В первый раз как батюшка был на карауле при императрице (должно быть, это было в скором времени и чуть ли не у Троицы), императрица и спрашивает его:
-- Ну что, Корсаков, хорошо ли попировали у Апраксина? Изрядно ли он угостил вас?
-- Так хорошо, ваше величество, попировали и так угостил нас фельдмаршал, что мы чуть на головах не ходили, а кто даже и взаправду кувыркался.
Императрица очень смеялась этому и потом милостиво заметила Апраксину: "Говорят, вы на славу угостили мою молодую гвардию, так что молодежь у вас кувыркалась". Г. Г. и А. Г. Орловы. Со старинной гравюры: "Братья Орловы во время Московской чумы 1771 года"
Пошли расспросы: "Кто был у императрицы, с кем говорила она из бывших у Апраксина в деревне?".
Говорят: Корсаков.
Апраксин этим не обиделся, а только посмеялся батюшке: "Экой ты болтун, все императрице успел рассказать, как в Ольгове эти шуты куролесили".
Нашлись добрые люди, которые и Орловым пересказали, что Корсаков-де государыне все про вас рассказал, как вы кувыркались и у пруда пьяные валялись.
Орловы тогда были мальчики, кутилы и буяны, не страшен был их гнев; но впоследствии, когда они попали в честь, а Григорий и в особую милость, тогда они припомнили Корсакову, что он их журил в Ольгове и обругал одного из них свиньей, и так стали батюшке вредить, что он поневоле принужден был выйти в отставку.
Он часто вспоминал это обстоятельство и, упрекая себя, повторял: "Да, язык мой враг; ведь нужно же мне было ради смеха рассказать это императрице!".

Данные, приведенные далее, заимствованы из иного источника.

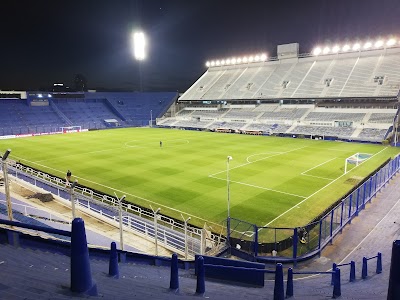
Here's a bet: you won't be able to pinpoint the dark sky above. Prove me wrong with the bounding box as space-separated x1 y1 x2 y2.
0 0 400 92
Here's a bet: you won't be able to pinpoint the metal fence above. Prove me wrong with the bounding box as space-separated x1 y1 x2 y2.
0 160 226 258
227 156 400 261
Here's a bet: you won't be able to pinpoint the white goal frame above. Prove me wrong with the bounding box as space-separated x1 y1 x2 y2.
344 152 372 174
60 126 82 133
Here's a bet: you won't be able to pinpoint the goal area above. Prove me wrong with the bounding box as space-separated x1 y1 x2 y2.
60 126 82 133
344 152 372 174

Батюшка участвовал в Семилетней войне и был в сражении при Гросс-Егерсдорфе, в котором Апраксин одержал победу. Тут батюшка едва не лишился жизни, потому что пуля ударила ему в грудь; но так как на нем был надет образ-складень, присланный ему пред войной от его матери, то пуля пробила платье и овчинку, в которую был зашит складень, и отскочила назад. Бабушка была очень благочестива и богомольна и вообще к духовенству и монашеству расположена. Она заповедала своему сыну никогда не выходить из дома, не прочитав 26-го псалма, то есть: "Господь просвещение мое и Спаситель мой, кого убоюся". Батюшка всегда это соблюдал. И точно, он имел всегда сильных врагов, и хотя они старались ему повредить, но, однако, Господь помиловал и сохранил от погибели.